The IoT is essentially a move to the Smart World and a Smarter World—where smartphones and smart cars and smart devices are connected and monitored and manipulated (all for the good of everyone) by very smart software.
It may seem like science fiction, but it's actually the logical progression of where we started heading when computers were first rolled out to us years ago.
Although it's doubtful anyone saw it quite like this. We knew that computers and more computing power and great new applications could change the world. And it was only natural to assume that technology would just keep getting better and better. We saw it happen right before our eyes. (After all, the PC was invented only in the mid-1980s!)
There's a name for that.
We've grown so accustomed to the uses of today's technology that many of us aren't aware that we're smack in the heart of IoT. Here are examples of the Internet of Things in action in our daily lives:
- Smart thermostats in houses that allow people to monitor household temperature from a laptop or smartphone
- Smart cars that capture data on the engine and record your comings and goings
- Lighting systems in businesses that can be operated by sensors and monitored remotely
- Barcodes on everything we buy that help stores manage inventory and profile shoppers' preferences and behavior
- Refrigerators that can tell owners what's running low, going bad and needs to be replenished
The list goes on to include everything from cellphones, coffee makers, washing machines and headphones, to lamps, wearable devices and almost anything else you can think of. This also applies to components of machines: for example, a jet engine of an airplane or the drill of an oil rig. As I mentioned, if it has an on/off switch, then chances are it is or can be a part of the IoT.

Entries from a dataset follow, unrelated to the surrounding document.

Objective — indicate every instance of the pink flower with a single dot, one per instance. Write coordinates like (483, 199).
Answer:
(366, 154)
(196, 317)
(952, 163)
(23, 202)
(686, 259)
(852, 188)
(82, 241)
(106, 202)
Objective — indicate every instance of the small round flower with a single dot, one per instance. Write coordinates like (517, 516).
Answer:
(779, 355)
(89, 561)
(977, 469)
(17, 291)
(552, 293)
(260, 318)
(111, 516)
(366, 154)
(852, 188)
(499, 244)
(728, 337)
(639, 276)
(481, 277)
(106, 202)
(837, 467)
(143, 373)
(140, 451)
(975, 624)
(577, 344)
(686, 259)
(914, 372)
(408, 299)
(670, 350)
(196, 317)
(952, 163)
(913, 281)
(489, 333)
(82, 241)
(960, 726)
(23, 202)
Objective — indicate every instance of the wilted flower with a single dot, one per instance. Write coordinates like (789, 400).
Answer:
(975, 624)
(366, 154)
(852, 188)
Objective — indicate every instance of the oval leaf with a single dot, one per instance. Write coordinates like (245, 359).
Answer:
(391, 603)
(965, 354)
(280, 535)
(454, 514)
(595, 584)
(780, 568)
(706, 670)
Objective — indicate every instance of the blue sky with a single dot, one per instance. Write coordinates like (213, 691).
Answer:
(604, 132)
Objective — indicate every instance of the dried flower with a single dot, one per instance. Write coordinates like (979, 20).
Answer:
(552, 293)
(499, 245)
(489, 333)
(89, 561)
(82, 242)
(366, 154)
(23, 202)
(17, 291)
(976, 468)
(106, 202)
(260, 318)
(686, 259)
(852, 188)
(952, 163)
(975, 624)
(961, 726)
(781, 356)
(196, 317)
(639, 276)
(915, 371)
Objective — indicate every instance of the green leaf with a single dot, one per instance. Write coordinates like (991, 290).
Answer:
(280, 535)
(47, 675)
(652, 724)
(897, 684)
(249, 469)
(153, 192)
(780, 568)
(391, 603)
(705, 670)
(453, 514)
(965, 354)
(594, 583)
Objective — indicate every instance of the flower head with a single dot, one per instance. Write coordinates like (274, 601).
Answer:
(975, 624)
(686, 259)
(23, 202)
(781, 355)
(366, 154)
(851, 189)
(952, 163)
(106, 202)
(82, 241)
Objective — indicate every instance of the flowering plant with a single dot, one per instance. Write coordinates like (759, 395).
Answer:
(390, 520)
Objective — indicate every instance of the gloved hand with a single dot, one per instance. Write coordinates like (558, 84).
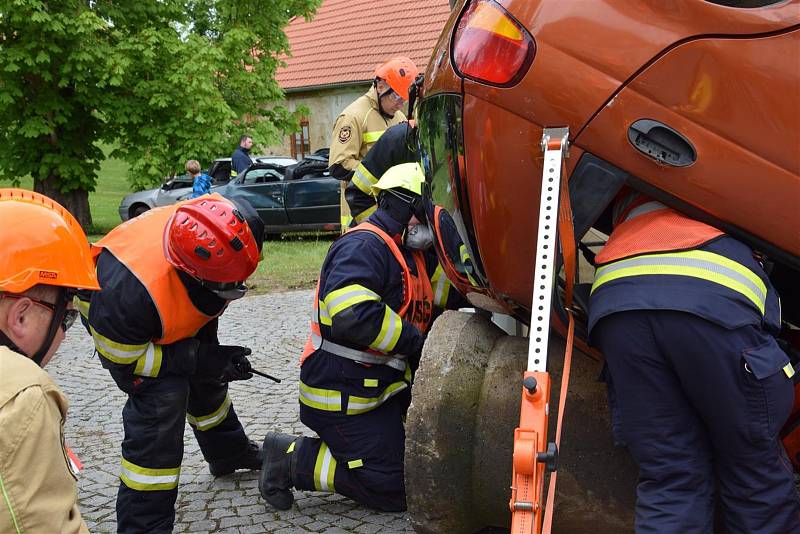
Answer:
(213, 360)
(238, 368)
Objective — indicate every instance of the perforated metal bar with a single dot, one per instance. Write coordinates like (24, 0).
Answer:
(555, 143)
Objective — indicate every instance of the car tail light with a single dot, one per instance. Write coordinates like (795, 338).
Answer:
(490, 46)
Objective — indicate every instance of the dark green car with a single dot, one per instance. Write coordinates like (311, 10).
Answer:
(298, 198)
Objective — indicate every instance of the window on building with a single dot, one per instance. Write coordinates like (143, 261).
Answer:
(301, 144)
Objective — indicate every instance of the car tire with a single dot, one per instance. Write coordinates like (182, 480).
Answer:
(138, 210)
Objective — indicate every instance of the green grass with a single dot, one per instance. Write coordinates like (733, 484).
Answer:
(290, 263)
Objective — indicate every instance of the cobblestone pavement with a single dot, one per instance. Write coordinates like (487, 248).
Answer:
(275, 327)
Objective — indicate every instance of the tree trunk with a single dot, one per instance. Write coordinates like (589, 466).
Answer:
(76, 201)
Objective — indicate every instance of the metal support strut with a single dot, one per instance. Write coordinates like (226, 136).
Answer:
(533, 456)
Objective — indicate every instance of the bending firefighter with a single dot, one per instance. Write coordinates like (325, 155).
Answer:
(363, 122)
(373, 308)
(686, 316)
(167, 276)
(45, 260)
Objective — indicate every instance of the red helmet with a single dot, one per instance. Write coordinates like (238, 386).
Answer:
(208, 238)
(399, 73)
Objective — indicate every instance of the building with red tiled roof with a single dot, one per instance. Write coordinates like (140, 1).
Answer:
(334, 55)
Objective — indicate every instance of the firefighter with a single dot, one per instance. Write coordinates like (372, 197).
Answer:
(393, 148)
(686, 316)
(167, 276)
(372, 310)
(362, 123)
(45, 260)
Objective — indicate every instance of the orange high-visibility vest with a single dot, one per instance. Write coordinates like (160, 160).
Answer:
(139, 245)
(417, 307)
(648, 226)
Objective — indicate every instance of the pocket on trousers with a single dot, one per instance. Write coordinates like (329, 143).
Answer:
(768, 389)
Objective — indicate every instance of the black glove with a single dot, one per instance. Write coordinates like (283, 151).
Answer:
(213, 360)
(238, 368)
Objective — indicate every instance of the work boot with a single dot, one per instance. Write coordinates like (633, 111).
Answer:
(250, 459)
(275, 482)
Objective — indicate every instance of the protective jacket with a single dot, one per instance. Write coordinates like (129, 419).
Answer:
(137, 320)
(38, 490)
(357, 128)
(658, 259)
(372, 310)
(391, 149)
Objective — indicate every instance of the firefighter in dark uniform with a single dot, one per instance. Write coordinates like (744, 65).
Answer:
(686, 317)
(392, 148)
(167, 276)
(373, 307)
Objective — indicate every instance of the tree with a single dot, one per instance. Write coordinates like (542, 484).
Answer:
(161, 80)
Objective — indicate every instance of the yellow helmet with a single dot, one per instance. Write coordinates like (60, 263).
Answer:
(408, 176)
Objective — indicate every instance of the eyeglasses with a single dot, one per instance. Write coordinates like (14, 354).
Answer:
(70, 316)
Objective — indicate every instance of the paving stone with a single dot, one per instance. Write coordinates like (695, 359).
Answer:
(275, 327)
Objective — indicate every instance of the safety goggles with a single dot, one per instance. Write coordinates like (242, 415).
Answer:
(69, 318)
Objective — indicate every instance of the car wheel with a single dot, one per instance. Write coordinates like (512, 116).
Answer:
(138, 210)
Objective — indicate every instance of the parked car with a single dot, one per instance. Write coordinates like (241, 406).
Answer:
(298, 198)
(178, 187)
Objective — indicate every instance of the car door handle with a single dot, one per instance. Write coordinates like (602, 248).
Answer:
(661, 143)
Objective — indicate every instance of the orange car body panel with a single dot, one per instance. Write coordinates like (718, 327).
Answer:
(601, 65)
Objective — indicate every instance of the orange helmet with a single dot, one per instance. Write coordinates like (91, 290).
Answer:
(399, 73)
(42, 243)
(208, 238)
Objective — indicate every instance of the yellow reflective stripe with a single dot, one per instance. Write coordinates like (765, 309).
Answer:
(150, 363)
(364, 180)
(371, 137)
(322, 399)
(324, 316)
(324, 469)
(147, 479)
(391, 327)
(789, 370)
(121, 353)
(206, 422)
(441, 287)
(347, 296)
(83, 307)
(694, 263)
(361, 217)
(359, 405)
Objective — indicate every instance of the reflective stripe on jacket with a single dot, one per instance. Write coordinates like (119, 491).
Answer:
(659, 259)
(138, 244)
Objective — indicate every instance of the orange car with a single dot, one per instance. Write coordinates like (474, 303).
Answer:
(693, 102)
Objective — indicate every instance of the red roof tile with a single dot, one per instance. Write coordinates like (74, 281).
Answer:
(348, 39)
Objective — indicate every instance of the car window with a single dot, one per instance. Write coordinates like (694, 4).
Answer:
(261, 176)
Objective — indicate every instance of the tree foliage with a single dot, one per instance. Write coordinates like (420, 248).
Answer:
(161, 80)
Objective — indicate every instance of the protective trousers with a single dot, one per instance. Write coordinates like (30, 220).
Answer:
(154, 420)
(700, 408)
(359, 456)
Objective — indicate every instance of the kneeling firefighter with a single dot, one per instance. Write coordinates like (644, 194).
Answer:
(372, 310)
(167, 276)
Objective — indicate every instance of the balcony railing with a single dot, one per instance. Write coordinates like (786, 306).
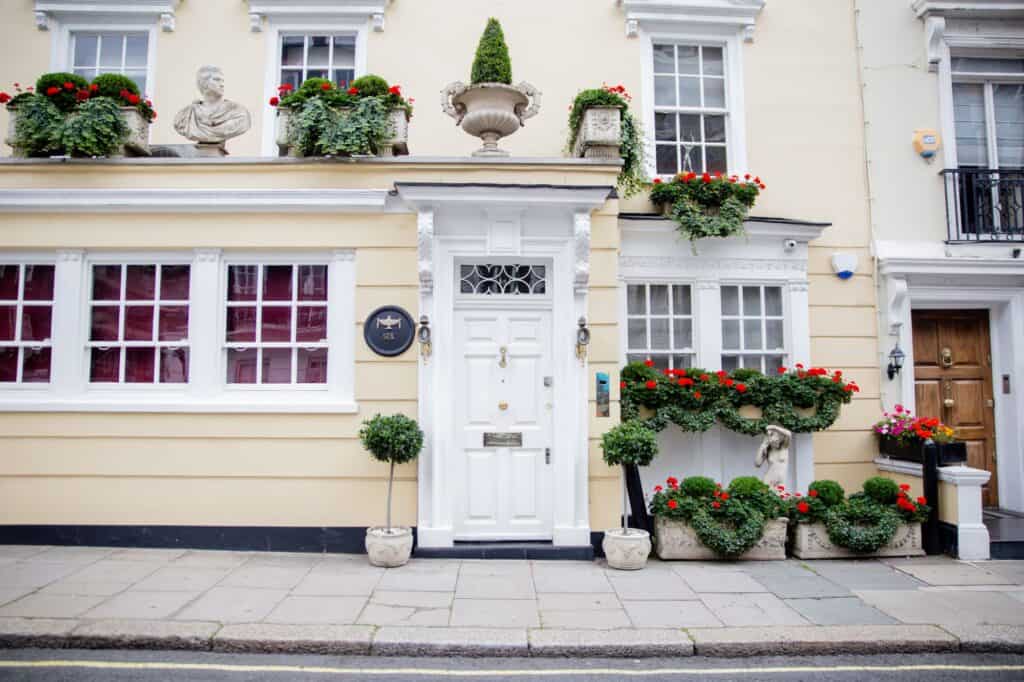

The Internet of Everything...includes everything.
Over the past 30 or so years, our society has gone from desktop computers, to digital devices, to the Internet, global connectivity, wireless connectivity and data capture. Now it's all coming together in a way never imagined before to help every person and entity (small businesses, large businesses, technology companies, governments, utility companies) that wants to get the most out of technology.
There are about 10 billion connected devices in the world. According to the firms that know about these things, by 2020 there will be anywhere from 26 billion to 100 billion connections.
The Internet of Things, if anything, is the real thing, and the shape of things to come.